Vivendo da experiência de Josh Tomas, esta série retrata as vivências de um jovem adulto gay, sem emprego, a partilhar casa com o melhor amigo heterossexual e com visitas regulares de amigos, conhecidos e engates de ambos, sem esquecer que os pais separados de Josh andam sempre por perto, por necessidades mútuas dentro de vários prismas familiares. Josh, após ver o seu relacionamento com Clairie terminar, por esta acreditar que o jovem é gay, decide perceber se existe algum fundo de razão nas ideias da agora amiga e tem a sua primeira experiência homossexual. A partir desta descoberta está aberta a discussão sobre sexo, drogas e poderia até acrescentar rock and roll. A descoberta dos relacionamentos gay, o debate sobre ciúmes, conflitos internos e aceitação familiar é feito através de uma personagem bastante incomum que chega a roçar o ridículo pelos seus atos e forma de estar, cansado mesmo pela sua forma de se expressar e mostrar sentimentos por quem lhe é próximo, mesmo que temporariamente. Se de início a excentricidade é aceite por quem vê e até se diverte, com o desenrolar da história o cansaço reflete-se porque a empatia vai desaparecendo pelos excessivos e demasiados gestos, gritos e caretas que este Josh transmite de forma constante mas que acaba por perder toda a piada por não existir uma evolução consciente e necessária, sendo muito mais do mesmo e criando um humor que acaba por perder o encanto inicial. 

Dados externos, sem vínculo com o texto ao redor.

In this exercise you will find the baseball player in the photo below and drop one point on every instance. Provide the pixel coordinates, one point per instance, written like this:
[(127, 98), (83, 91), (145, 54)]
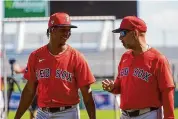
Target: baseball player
[(55, 72), (144, 80)]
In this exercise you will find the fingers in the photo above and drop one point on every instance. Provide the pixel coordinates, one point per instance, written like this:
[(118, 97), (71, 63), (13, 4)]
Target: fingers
[(107, 85)]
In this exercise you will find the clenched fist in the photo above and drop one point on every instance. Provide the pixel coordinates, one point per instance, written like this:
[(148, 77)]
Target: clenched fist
[(108, 85)]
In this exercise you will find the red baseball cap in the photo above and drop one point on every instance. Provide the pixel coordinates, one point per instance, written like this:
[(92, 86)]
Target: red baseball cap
[(131, 23), (60, 19)]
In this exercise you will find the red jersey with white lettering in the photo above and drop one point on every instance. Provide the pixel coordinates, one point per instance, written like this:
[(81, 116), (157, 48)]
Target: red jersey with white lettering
[(59, 77), (142, 78)]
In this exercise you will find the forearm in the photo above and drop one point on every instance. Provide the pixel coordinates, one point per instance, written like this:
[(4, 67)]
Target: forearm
[(25, 101), (90, 107), (168, 103)]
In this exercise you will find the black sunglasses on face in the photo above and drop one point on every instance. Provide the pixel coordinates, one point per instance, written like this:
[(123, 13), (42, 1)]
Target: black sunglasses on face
[(123, 33)]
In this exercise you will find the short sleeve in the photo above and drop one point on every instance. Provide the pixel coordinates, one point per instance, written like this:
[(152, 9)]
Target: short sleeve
[(29, 73), (83, 73), (164, 75), (117, 81)]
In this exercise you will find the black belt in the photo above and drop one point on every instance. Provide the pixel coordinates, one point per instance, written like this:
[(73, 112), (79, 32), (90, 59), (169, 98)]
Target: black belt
[(55, 109), (137, 112)]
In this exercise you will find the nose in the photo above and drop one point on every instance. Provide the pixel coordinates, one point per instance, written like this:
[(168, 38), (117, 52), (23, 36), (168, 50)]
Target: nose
[(121, 38)]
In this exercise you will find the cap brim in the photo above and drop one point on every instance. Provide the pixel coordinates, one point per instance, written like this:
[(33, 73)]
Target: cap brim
[(116, 30), (71, 26)]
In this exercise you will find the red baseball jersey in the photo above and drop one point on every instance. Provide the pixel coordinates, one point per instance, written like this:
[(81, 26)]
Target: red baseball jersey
[(141, 78), (59, 77)]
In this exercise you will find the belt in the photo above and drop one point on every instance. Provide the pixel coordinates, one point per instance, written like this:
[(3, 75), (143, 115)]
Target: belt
[(138, 112), (55, 109)]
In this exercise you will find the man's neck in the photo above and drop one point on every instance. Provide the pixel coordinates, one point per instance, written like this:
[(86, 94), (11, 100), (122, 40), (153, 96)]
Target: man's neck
[(141, 49)]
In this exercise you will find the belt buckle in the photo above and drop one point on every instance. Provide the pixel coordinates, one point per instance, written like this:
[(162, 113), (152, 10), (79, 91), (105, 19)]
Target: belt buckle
[(127, 113), (61, 108)]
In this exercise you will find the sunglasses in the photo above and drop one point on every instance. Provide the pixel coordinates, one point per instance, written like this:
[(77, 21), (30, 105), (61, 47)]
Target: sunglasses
[(123, 33)]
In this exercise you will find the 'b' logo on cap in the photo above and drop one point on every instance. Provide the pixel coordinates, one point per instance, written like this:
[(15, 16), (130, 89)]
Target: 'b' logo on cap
[(52, 22), (67, 18)]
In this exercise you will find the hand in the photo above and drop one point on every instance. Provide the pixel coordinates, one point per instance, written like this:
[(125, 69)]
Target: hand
[(108, 85)]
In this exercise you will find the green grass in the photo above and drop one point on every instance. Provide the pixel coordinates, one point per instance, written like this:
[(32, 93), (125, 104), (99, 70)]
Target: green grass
[(100, 114)]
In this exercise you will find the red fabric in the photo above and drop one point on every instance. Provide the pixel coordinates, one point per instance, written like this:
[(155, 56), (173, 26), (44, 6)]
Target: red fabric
[(132, 23), (168, 103), (142, 79), (59, 77)]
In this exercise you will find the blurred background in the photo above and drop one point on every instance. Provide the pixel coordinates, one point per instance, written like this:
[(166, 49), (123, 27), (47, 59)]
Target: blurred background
[(23, 28)]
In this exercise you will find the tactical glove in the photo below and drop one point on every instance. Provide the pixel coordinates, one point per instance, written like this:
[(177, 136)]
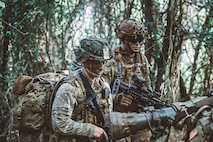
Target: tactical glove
[(124, 99)]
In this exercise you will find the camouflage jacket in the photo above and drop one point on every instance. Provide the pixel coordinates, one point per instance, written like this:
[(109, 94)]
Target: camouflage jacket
[(72, 120), (137, 64)]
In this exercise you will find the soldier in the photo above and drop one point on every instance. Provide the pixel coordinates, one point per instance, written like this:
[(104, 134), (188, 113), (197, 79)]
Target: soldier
[(129, 60), (81, 106)]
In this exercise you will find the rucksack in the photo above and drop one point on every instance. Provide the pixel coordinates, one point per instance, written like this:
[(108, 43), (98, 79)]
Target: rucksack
[(33, 100)]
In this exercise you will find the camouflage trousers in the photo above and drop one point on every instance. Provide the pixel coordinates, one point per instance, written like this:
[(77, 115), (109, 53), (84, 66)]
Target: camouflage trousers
[(31, 136), (141, 136)]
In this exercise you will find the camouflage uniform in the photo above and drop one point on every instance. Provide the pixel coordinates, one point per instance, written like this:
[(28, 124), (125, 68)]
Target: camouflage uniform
[(69, 98), (131, 64), (73, 120)]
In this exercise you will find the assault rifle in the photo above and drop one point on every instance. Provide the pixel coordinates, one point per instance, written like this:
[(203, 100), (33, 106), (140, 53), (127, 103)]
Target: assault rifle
[(138, 91)]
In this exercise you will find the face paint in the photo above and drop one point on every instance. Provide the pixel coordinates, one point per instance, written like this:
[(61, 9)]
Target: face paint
[(94, 67)]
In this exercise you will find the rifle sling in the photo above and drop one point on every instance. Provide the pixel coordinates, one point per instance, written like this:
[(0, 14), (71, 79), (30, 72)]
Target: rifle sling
[(207, 101), (93, 95)]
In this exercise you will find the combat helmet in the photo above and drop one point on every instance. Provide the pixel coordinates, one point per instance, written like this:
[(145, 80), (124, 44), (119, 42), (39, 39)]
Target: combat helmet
[(93, 48), (131, 28)]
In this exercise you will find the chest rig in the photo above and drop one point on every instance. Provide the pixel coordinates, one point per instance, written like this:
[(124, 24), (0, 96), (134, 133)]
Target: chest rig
[(86, 109), (130, 65)]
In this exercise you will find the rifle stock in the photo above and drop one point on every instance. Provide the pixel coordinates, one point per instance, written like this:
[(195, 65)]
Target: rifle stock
[(143, 96)]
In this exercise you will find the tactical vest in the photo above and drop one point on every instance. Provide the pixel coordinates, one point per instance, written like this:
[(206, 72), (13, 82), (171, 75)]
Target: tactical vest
[(132, 65), (83, 113)]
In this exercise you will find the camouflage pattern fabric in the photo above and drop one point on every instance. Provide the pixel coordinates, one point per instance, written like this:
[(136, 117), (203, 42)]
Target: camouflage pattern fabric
[(31, 106), (129, 66), (69, 98)]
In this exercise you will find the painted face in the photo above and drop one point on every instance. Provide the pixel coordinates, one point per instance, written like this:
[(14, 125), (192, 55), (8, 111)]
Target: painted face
[(135, 43), (94, 67)]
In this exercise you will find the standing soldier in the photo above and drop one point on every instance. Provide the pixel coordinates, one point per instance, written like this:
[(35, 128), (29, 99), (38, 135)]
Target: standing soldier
[(129, 60), (81, 107)]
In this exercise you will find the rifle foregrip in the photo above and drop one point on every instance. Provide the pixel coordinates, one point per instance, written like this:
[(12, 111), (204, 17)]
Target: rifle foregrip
[(125, 124)]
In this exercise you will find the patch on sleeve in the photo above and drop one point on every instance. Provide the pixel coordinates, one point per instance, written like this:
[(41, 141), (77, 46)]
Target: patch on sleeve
[(193, 133)]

No que toca às restantes personagens posso avançar que é neste ponto que existe alguma, não toda, normalidade, pelo menos não existe excentricidade em demasia, suportando assim a série até ao fim somente pelo destaque que uns e outros vão ganhando. Tom, o melhor amigo, que vai alterando de namorada algumas vezes, Clairie, a ex-namorada de Josh e que permanece como amiga de forma divertida e conselheira. Depois existe Rose, a mãe do jovem, que se torna hilariante em certos momentos quando necessita dos cuidados do filho e até do ex-marido Allan, que casou com uma tailandesa meio desconfiada, Mae. Isto além dos novos relacionamentos de episódios de Josh, trazendo e levando personagens que acabam por permanecer até ao final da série com finalidades diferentes. 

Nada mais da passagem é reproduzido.